And this leads us to a concept known as the "circle of confusion." No, this is not where confused photographers hang out who don't understand sharpness. The actual meaning is actually anything but confusing. Suppose you are photographing a point source of light or any other point object clearly distinct from its surroundings. When the camera is focused exactly on it, it will appear as a point in the image. Sufficiently out of focus, it will appear as a circle ranging to a large circular blur. At some range of distances in between these two extremes, it will be impossible for an average viewer to determine whether it is a point or a circle. The average viewer is said to be "confused" about whether it's a circle. Anything in focus up to and including distances responsible for the circle of confusion are said to be acceptably sharp.
But that leaves us with the question of just what that "average viewer" is. Some people have better eyesight than others and might pick out something as unsharp that would escape detection by others. And regardless of eyesight, if you zoom in closer on the image, or print it out and walk right up to it, your pickiness about whether something is sharp or not goes up considerably.
To avoid all the confusion as to who among us is an "average" viewer and who isn't, someone back in the dim pre-history of photography established standards. For 35mm still photography, the reasoning goes like this: Starting from the assumption that a typical photo is an 8x10 print that is viewed from a comfortable distance of 25 cm (about 10 inches) and working backwards, a bit or basic math tells us that the circle of confusion would be about 0.2 mm. Plugging this value into some well published formulas allows us to calculate what we can expect in terms of acceptable sharpness and depth of field with any given aperture, shooting distance, and so on.
But what if you aren't intending to print your image as an 8x10 print? Let's assume instead that your image needs to be blown up large enough to print on a billboard? If so, the viewing distance would almost certainly be well more than 25 cm, meaning that something most anyone could tell wasn't in focus if they saw it up close may well look perfectly sharp when viewed from some tens of feet below down at street level. As a rule of thumb though, larger images tend to be viewed from further away, making that 0.2mm circle of confusion value relatively workable in many situations.
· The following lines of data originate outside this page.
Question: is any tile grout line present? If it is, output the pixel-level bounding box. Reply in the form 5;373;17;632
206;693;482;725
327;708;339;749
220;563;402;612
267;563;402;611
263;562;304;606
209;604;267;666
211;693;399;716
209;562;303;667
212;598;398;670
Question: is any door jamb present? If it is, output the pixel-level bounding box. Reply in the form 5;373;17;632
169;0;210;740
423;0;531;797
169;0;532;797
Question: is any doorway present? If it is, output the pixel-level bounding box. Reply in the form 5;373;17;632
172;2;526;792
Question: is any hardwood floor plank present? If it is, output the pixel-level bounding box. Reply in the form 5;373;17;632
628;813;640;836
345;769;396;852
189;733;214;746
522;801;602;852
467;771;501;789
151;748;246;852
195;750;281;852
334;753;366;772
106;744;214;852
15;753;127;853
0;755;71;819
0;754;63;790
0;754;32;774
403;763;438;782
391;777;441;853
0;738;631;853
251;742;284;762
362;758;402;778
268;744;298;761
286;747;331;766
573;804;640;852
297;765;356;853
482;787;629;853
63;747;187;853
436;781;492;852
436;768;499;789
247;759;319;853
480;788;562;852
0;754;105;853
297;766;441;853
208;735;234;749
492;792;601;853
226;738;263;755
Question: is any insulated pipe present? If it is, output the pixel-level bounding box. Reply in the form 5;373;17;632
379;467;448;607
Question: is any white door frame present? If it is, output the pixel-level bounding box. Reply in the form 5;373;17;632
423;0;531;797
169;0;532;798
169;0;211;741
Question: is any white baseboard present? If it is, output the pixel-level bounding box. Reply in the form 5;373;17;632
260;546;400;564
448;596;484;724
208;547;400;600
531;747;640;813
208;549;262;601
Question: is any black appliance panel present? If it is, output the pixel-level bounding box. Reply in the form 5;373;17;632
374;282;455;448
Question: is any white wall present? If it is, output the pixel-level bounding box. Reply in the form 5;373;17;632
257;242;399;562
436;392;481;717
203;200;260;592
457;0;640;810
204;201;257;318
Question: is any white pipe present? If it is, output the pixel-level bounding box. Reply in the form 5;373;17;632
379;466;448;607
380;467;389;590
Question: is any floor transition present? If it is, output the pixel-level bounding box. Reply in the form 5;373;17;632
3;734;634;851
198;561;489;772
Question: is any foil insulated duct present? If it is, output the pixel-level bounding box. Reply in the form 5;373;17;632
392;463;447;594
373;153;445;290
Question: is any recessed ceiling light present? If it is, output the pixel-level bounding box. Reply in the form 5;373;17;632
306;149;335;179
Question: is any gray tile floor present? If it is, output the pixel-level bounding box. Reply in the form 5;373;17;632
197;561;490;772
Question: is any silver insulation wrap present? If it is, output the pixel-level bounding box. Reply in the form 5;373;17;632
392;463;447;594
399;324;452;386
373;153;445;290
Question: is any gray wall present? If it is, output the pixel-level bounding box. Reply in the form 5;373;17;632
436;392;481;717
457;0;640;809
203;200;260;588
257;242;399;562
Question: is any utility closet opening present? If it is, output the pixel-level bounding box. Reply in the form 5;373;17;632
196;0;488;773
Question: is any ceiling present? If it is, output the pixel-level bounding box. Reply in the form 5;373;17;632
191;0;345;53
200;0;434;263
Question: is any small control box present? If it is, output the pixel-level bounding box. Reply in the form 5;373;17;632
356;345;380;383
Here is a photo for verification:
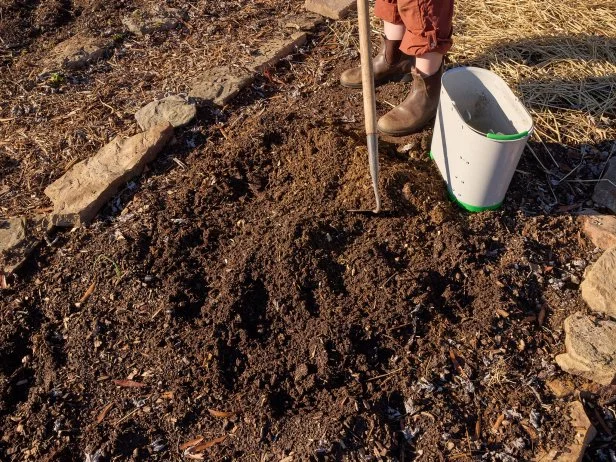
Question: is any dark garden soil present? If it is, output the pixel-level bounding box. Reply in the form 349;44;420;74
1;0;615;461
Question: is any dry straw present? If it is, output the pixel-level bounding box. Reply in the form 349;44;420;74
450;0;616;145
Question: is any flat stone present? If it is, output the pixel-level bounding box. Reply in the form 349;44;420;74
189;67;254;107
44;123;173;227
555;312;616;385
536;401;596;462
0;216;52;273
592;158;616;213
190;32;306;107
304;0;356;19
281;13;324;31
46;34;111;70
249;32;308;72
122;7;185;36
135;96;196;131
580;247;616;317
581;211;616;250
546;377;575;398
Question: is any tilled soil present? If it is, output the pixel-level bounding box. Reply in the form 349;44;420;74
1;1;615;461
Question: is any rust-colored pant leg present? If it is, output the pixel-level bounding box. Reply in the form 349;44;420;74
398;0;454;56
374;0;403;25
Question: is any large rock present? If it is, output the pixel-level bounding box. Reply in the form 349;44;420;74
304;0;356;19
580;247;616;317
581;211;616;250
46;34;111;70
536;401;596;462
44;123;173;227
0;216;52;273
135;96;196;131
555;312;616;385
592;158;616;213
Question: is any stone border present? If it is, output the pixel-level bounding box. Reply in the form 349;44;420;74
2;13;330;277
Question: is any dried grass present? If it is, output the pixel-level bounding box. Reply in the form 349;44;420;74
450;0;616;145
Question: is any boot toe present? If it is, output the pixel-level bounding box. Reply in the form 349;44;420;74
340;68;362;88
377;110;408;136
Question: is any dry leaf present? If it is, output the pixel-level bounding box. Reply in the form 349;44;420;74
96;402;114;424
79;282;96;304
491;413;505;433
180;437;204;451
208;409;237;418
185;454;205;460
521;421;539;441
112;379;146;388
192;435;226;452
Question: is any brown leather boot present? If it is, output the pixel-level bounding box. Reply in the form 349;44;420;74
377;67;443;136
340;36;415;89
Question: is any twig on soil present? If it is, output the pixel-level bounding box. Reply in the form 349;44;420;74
99;99;119;115
379;272;398;288
114;407;140;425
113;379;146;388
151;307;164;320
449;453;472;461
365;367;403;382
173;158;188;169
388;321;414;332
465;427;473;458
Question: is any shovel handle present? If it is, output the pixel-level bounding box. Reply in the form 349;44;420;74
357;0;378;136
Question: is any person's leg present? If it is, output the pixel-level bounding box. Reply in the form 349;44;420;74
383;21;405;41
340;0;415;88
377;0;454;135
415;52;443;77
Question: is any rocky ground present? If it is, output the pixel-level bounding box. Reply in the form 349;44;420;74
1;0;616;461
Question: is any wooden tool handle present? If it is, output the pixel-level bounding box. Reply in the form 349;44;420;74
357;0;378;136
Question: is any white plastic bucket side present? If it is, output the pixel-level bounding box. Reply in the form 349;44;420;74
430;67;533;211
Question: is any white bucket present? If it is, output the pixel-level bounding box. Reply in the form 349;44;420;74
430;66;534;212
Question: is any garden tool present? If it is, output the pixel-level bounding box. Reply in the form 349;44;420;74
349;0;382;214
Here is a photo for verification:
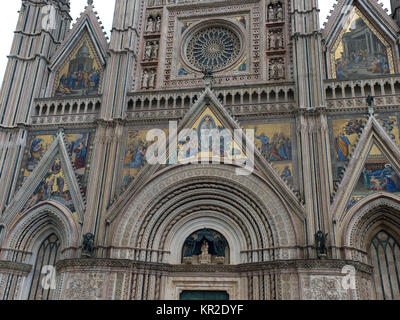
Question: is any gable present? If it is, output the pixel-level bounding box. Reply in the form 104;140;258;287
329;5;395;79
331;116;400;222
347;143;400;210
173;107;247;164
16;129;95;198
110;88;304;222
53;33;104;97
24;157;78;222
4;133;87;225
47;4;108;98
323;0;399;79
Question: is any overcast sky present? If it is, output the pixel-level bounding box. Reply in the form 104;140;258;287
0;0;392;84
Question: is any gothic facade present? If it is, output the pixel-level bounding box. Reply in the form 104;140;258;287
0;0;400;300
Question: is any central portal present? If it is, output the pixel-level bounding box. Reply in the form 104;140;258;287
180;291;230;300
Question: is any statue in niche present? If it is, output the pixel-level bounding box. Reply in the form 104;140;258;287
267;2;284;22
182;229;228;265
271;60;279;79
146;16;154;32
144;41;153;60
142;69;150;88
199;240;211;265
276;3;284;21
155;16;162;32
149;69;157;88
315;231;328;258
269;31;276;50
82;233;95;258
274;31;283;49
277;58;285;78
201;241;209;255
268;4;275;22
152;41;159;60
270;58;285;80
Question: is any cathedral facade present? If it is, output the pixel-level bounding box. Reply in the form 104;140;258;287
0;0;400;300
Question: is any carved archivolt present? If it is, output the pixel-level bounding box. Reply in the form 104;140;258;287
342;194;400;262
1;201;80;263
111;165;300;263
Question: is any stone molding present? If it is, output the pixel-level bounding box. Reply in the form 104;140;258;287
0;260;32;275
56;258;373;275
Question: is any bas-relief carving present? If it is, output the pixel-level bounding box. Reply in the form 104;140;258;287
63;272;106;300
301;275;350;300
3;0;400;302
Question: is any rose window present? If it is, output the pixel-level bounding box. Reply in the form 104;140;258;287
185;26;242;72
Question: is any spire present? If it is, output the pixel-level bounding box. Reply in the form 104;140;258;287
88;0;94;6
391;0;400;26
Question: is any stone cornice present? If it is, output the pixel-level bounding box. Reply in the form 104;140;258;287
0;260;32;275
55;258;373;275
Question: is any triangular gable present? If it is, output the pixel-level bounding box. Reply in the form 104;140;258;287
109;87;305;222
331;116;400;223
16;130;95;199
347;143;400;211
4;133;86;225
48;4;108;97
323;0;399;44
168;106;247;165
50;4;108;69
23;157;78;221
323;0;399;79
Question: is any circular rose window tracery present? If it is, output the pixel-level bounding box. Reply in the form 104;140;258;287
184;25;242;72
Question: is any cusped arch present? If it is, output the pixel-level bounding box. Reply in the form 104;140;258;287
111;165;300;264
0;201;80;263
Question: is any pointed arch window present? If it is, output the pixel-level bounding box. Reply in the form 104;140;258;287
28;234;61;300
370;231;400;300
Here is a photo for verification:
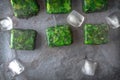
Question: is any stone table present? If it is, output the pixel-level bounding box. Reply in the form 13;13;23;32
0;0;120;80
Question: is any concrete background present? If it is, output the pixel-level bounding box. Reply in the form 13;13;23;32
0;0;120;80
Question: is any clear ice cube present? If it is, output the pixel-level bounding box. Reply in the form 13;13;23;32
82;59;98;76
0;17;13;31
8;59;25;75
106;11;120;29
67;10;85;27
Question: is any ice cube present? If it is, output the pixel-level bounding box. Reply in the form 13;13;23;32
106;11;120;29
82;59;98;76
67;10;85;27
0;17;13;30
8;60;24;75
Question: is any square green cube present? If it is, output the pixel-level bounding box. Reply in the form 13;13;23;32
84;24;109;45
11;0;40;18
46;0;72;14
10;29;37;50
83;0;107;13
46;25;72;47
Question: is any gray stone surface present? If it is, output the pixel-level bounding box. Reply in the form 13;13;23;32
0;0;120;80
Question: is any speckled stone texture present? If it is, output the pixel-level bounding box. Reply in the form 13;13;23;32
46;25;72;47
10;0;40;18
0;0;120;80
46;0;71;14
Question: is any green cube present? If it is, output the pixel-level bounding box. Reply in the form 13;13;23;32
10;29;37;50
46;0;71;14
11;0;39;18
46;25;72;47
84;24;109;45
83;0;107;13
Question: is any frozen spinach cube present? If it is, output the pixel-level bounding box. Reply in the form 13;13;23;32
46;0;71;14
46;25;72;47
83;0;107;13
10;0;39;18
84;24;109;45
10;29;37;50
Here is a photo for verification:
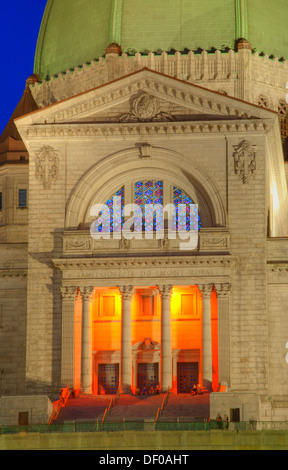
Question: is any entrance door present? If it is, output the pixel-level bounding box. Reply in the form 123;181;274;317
177;362;198;393
138;363;159;393
98;363;119;395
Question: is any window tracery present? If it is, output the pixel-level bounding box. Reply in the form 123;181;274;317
95;181;201;233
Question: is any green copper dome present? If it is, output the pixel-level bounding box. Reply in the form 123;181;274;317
34;0;288;79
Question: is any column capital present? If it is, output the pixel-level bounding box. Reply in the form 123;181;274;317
60;286;77;301
118;285;134;300
198;283;213;299
214;283;232;298
158;284;173;300
79;286;94;301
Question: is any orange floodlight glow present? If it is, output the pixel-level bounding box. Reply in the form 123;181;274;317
73;285;219;395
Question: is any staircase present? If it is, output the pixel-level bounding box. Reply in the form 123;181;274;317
159;392;210;421
53;391;210;424
106;394;163;421
55;395;112;423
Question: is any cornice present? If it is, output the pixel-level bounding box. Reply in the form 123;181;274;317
21;119;271;140
0;269;27;279
267;263;288;273
53;255;237;271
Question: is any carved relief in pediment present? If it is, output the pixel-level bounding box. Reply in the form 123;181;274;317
119;93;174;122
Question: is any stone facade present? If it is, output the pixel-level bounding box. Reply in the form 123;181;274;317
0;396;53;426
1;39;288;425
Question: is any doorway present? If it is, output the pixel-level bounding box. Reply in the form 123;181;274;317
177;362;198;393
137;363;159;393
98;363;119;394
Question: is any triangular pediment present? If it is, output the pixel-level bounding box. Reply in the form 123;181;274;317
15;68;276;130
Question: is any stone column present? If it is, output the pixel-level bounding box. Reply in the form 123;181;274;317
159;284;173;392
80;286;94;394
119;285;134;393
60;286;78;389
198;283;213;390
215;283;232;387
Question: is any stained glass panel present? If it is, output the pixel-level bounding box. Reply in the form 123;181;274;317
173;186;201;231
134;181;164;231
97;187;124;233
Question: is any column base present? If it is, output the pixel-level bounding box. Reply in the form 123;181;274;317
202;379;212;392
80;385;93;395
120;384;132;394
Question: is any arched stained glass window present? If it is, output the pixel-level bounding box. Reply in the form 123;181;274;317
134;180;164;231
173;186;201;231
94;182;201;234
97;187;124;233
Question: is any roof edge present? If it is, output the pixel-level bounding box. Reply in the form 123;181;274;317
14;67;278;128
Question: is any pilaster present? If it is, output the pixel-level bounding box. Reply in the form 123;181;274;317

But all this tends to be mostly academic rather than practical, living as we do in this what-you-see-is-what-you-get world of digital photography. It's simple to look at an image you just shot on the camera back LCD screen. You can zoom in on it all the way down to the actual 1:1 pixel view to check for sharpness if you want. Depending on how many megapixels your camera has and the purpose you intend for your images, you probably don't want to zoom all the way in or you'll risk depressing yourself, concluding that things are far less sharp than they will actually appear in their final form. Critical photographers are generally perfectly happy if things look sharp a couple of clicks back from full zoom on the camera LCD display, but your mileage may vary. Try it and find out.
Ultimately, something is acceptably sharp if it's acceptable to you and those who will be looking at your work.